WebID 1.0 - Web Identity and Discovery
This specification outlines a simple universal identification mechanism that is distributed, openly extensible, enabling each person to control their identity, and to build a decentralised web of trust, which can be used to allow fine grained access control. It does this by applying the best practices of Web Architecture whilst building on well established widely deployed protocols and standards including HTML, URIs, HTTP, and RDF Semantics.
WebID-TLS - WebID Authentication over TLS
The WebID-TLS protocol enables secure, efficient and user friendly authentication on the Web using TLS and X.509 Certificates. It enables people to authenticate onto any site by simply choosing one of the certificates proposed to them by their browser. These certificates can be created by any Web Site for their users. It is also very effective means for software agents to authenticate.

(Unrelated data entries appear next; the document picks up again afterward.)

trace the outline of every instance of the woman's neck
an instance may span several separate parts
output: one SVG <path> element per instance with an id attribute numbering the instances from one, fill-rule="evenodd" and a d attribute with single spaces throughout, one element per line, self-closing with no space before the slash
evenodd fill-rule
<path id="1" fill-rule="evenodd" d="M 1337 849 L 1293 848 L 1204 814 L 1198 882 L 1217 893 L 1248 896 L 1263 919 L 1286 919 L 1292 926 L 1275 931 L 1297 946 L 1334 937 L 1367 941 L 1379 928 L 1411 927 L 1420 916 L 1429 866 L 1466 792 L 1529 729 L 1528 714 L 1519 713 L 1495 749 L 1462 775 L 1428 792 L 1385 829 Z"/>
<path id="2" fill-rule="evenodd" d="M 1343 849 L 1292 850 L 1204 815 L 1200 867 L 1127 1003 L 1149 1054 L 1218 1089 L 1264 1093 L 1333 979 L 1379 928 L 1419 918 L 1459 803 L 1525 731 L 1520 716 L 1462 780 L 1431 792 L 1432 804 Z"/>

This specification extends the WebID Identity specification which defines many of the core concepts used in WebID-TLS.
Certificate Ontology
WebID Profile documents can be used to publish public keys that identify the referent of the WebID as the owner of the corresponding private key. The Certificate Ontology defines the vocabulary to use to publish this information.

Prototype Specs

The benefits of WebID become even more evident if the following prototype specifications are taken into account. These are currently published on a wiki. Please implement them, send feedback, and help us turn them into widely implemented well reviewed specifications.

Web Access Control
Every resource on the Web can link to a resource describing in RDF the Access Control Restrictions on that resource: i.e. which agent or groups of agents (listed by WebID ) are allowed Read, Write or Control access on a resource. This allows clients to understand what they need to do to get access to a resource, using the same vocabulary the server uses to give access to resources. It also allows the Access Control rules to be editable using the same protocol defined by the Linked Data Platform. The Linked Data Platform is putting together a set of requirements for Access Control
Identity_Interoperability
Agents can be identified in many more ways than via WebIDs. A WebID is a direct identifier: it refers directly to an agent. There are also a large number of indirect identifiers, that is identifiers that refer to things ( usually not agents ) directly, but that only indirectly refer to an agent. For example the initial http OpenIds, directly identify a web page, and indirectly an agent. An account name is a string that refers to itself, but indirectly identifies an account, which itself identifies a person. A public key identifies a set of numbers, but indirectly an agent that knows the private key, etc.... Each of the identifiers then come with methods of verifying the referent. The Identity Interoperability document should aim to show how one can transfer trust gained via one authentication procedure to another identifier, by relying on relations published between these identifiers in a Linked Data space tied potentially to a WebID.